Perpres ini, katanya, diharapkan mampu menyasar penyelesaian konflik-konflik agraria dan kebuntuan yang ada selama ini. Dia contohkan, redistribusi lahan hak guna usaha terlantar, HGU masa berlaku habis dan bagaimana pelepasan kawasan hutan untuk objek reforma agraria.

Setelah aturan diundangkan Kementerian Hukum dan HAM, dia berharap pemerintah segera rapat koordinasi bersama lintas kementerian, lembaga sebagai penanggung jawab reforma afraria. Juga membuat langkah-langkah sebagai tahapan awal mengoperasionalkan regulasi ini.

“Perpres ini alat untuk bekerja semua kementerian dan lembaga terkait,” katanya.

Kalau sama dengan draf perpres yang pernah dia lihat, ada gugus tugas reforma agraria. Gugus tugas yang memiliki landasan hukum untuk bekerja dari tingkat pusat, provinsi hingga daerah ini penting, katanya, agar dapat bekerja lebih efektif dan serius.

Dalam draf Perpres Reforma Agraria yang diterima Mongabay, memuat prinsip terdiri atas prinsip kebangsaan, keadilan sosial, pengakuan hak masyarakat hukum adat, pemberdayaan masyarakat, pemerintah yang baik dan keberlanjutan ekologis.

Disebutkan juga reforma agraria ini bertujuan mengurangi ketimpangan penguasaan dan pemilikan tanah dalam menciptakan keadilan, menangani dan menyelesaikan konflik agrarian, menciptakan sumber-sumber kemakmuran dan kesejahteraan masyarakat berbasis agrarian. Ia didapat melalui pengaturan penguasaan, pemilikan, penggunaan dan pemanfaatan tanah, menciptakan lapangan kerja untuk mengurangi kemiskinan, memperbaiki akses masyarakat kepada sumber-sumber ekonomi, meningkatkan ketahanan dan kedaulatan pangan, serta memperbaiki dan menjaga kualitas lingkungan.

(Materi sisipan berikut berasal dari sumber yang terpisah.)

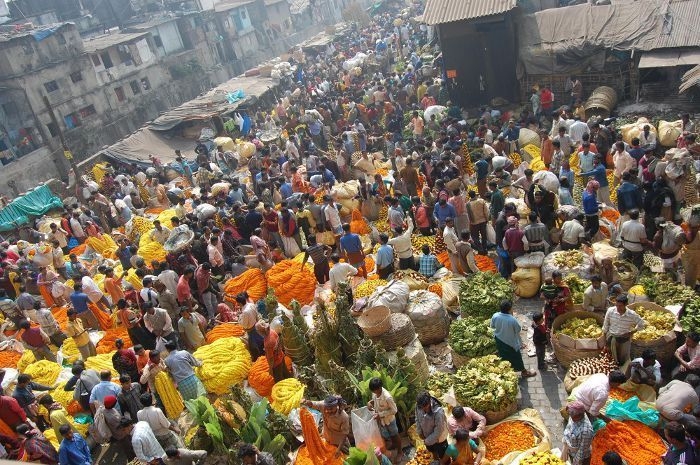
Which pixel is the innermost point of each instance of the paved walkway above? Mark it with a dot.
(544, 392)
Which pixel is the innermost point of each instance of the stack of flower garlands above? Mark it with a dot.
(225, 363)
(292, 281)
(252, 280)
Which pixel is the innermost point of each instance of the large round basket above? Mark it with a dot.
(500, 415)
(564, 352)
(400, 334)
(435, 330)
(458, 360)
(375, 321)
(665, 346)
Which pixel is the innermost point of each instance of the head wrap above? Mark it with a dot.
(110, 401)
(592, 184)
(576, 408)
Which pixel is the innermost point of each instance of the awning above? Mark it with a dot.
(669, 58)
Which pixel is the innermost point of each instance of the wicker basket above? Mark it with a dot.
(627, 279)
(566, 354)
(400, 334)
(500, 415)
(458, 360)
(435, 330)
(664, 347)
(375, 321)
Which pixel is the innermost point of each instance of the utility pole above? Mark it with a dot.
(66, 151)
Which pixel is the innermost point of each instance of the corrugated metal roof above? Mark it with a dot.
(679, 24)
(447, 11)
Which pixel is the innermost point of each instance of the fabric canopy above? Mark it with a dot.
(576, 38)
(34, 203)
(669, 58)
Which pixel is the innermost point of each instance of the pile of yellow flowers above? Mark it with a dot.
(658, 324)
(44, 372)
(287, 395)
(101, 362)
(541, 458)
(367, 288)
(225, 363)
(169, 395)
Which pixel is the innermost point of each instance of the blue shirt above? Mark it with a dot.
(482, 169)
(80, 302)
(385, 256)
(507, 329)
(590, 203)
(599, 174)
(428, 265)
(629, 197)
(350, 243)
(104, 389)
(286, 190)
(442, 212)
(74, 452)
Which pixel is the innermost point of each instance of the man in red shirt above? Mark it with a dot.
(273, 351)
(184, 293)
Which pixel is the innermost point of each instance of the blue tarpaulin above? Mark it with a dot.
(34, 203)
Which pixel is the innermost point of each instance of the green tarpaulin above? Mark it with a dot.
(34, 203)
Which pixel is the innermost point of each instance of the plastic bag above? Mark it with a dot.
(630, 410)
(366, 430)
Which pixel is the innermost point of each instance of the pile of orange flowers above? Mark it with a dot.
(225, 330)
(484, 263)
(620, 394)
(634, 441)
(106, 344)
(507, 437)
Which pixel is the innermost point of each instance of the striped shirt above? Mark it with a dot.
(616, 324)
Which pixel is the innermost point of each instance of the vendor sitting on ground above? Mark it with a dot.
(594, 392)
(677, 399)
(645, 369)
(336, 422)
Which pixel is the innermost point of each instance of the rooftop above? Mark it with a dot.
(96, 44)
(447, 11)
(231, 4)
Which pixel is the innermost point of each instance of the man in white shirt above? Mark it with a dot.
(577, 129)
(618, 327)
(401, 242)
(595, 297)
(634, 239)
(145, 444)
(594, 392)
(160, 425)
(572, 234)
(159, 233)
(340, 272)
(451, 239)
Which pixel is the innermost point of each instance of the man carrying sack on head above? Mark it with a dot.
(618, 327)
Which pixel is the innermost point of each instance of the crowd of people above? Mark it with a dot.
(431, 176)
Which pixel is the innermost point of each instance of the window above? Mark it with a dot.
(120, 94)
(10, 109)
(72, 120)
(51, 86)
(53, 129)
(87, 111)
(106, 59)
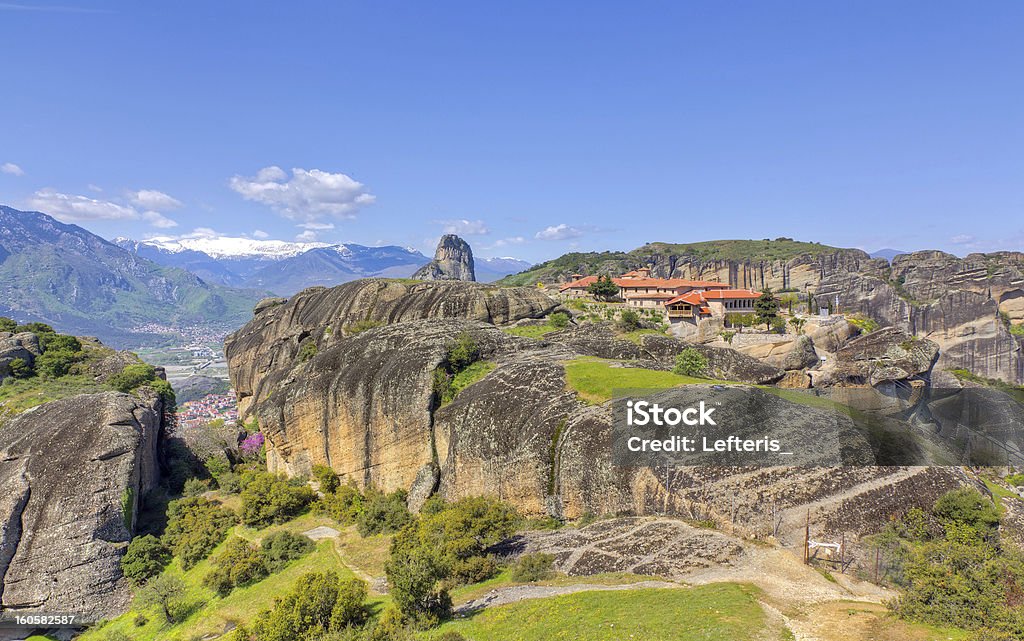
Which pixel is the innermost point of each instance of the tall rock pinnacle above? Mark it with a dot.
(453, 261)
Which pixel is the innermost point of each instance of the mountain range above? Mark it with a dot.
(79, 283)
(287, 268)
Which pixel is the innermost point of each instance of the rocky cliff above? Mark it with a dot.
(453, 261)
(364, 403)
(73, 474)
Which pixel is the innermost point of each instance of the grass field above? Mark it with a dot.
(594, 379)
(212, 614)
(704, 613)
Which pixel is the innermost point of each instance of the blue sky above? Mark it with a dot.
(531, 128)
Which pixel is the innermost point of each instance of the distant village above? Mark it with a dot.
(208, 409)
(680, 300)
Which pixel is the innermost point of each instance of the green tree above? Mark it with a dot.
(283, 547)
(603, 289)
(327, 478)
(269, 499)
(629, 321)
(766, 307)
(195, 527)
(559, 319)
(145, 558)
(166, 592)
(689, 361)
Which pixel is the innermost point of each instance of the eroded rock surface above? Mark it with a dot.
(73, 473)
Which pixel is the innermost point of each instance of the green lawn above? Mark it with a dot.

Adapun, ruang lingkup peraturan presiden pun meliputi mulai dari penyelenggaraan, penataan aset, penataan akses, penyelesaian konflik agrarian, kelembagaan reforma agraria, kewajiban dan larangan penerima tora, pengendalian dan pengawasan serta pelaporan dan peran serta masyarakat.

Mengenai kelembagaan, akan dibentuk di tingkat pusat dan daerah. Di pusat, akan ada Tim Reforma Agraria Nasional dengan Ketua Menko Bidang Perekonomian, anggota menteri/lembaga terkait, seperti Setkab, Menteri Dalam Negeri, Menteri ATR/BPN, Menteri Lingkungan Hidup, Menteri Pertanian, BUMN, Menteri Keuangan, Menteri Desa, Pembangunan Daerah Tertinggal dan Transmigrasi. Juga Menteri Kelautan dan Perikanan, Kepala Perencanan Pembangunan Nasional, Menteri Koperasi dan Usaha Kecil dan Menengah, dan Menteri Pengendalian dan Pengawasan Pembangunan.

Pada tingkat daerah, terdiri dari kelembagaan penyelenggara reforma agraria provinsi dan kabupaten/kota disebut Gugus Tugas Reforma Agraria provinsi maupun kabupaten/kota.

Untuk laporan penyelenggaraan reforma agraria termasuk hasil pengendalian dan pengawasan merupakan informasi publik hingga bisa diakses terbuka oleh masyarakat.

 

Iwan Nurdin dari KPA, menyerahkan lokasi prioritas reforma agraria kepada Menteri Koordinator Perekonomian, Darmin Nasution pada acara GLG di Bandung. Foto: Donny Iqbal/ Mongabay Indonesia

 

 

Deklarasi Petani

Dalam acara GLF ini, para petani melakukan deklarasi petani Indonesia. Deklarasi itu,  hasil rumusan dari para petani tersebar di 15 provinsi di Indonesia. Para petani berasal dari 51 koalisi masayrakat sipil mendesak pemerintah melaksanakan reforma agraria sejati.

Dalam pelaksanaan reforma agraria, mereka mendesak pemerintah membentuk Badan Otoritas Reforma Agraria (Bora) dipimpin langsung presiden.

Pelibatan gerakan reforma agraria pun akan memastikan lokasi atau obyek dan subyek reforma agraria ini tepat sasaran. Dengan begitu, penyelesaian konflik agraria pun dapat dilaksanakan.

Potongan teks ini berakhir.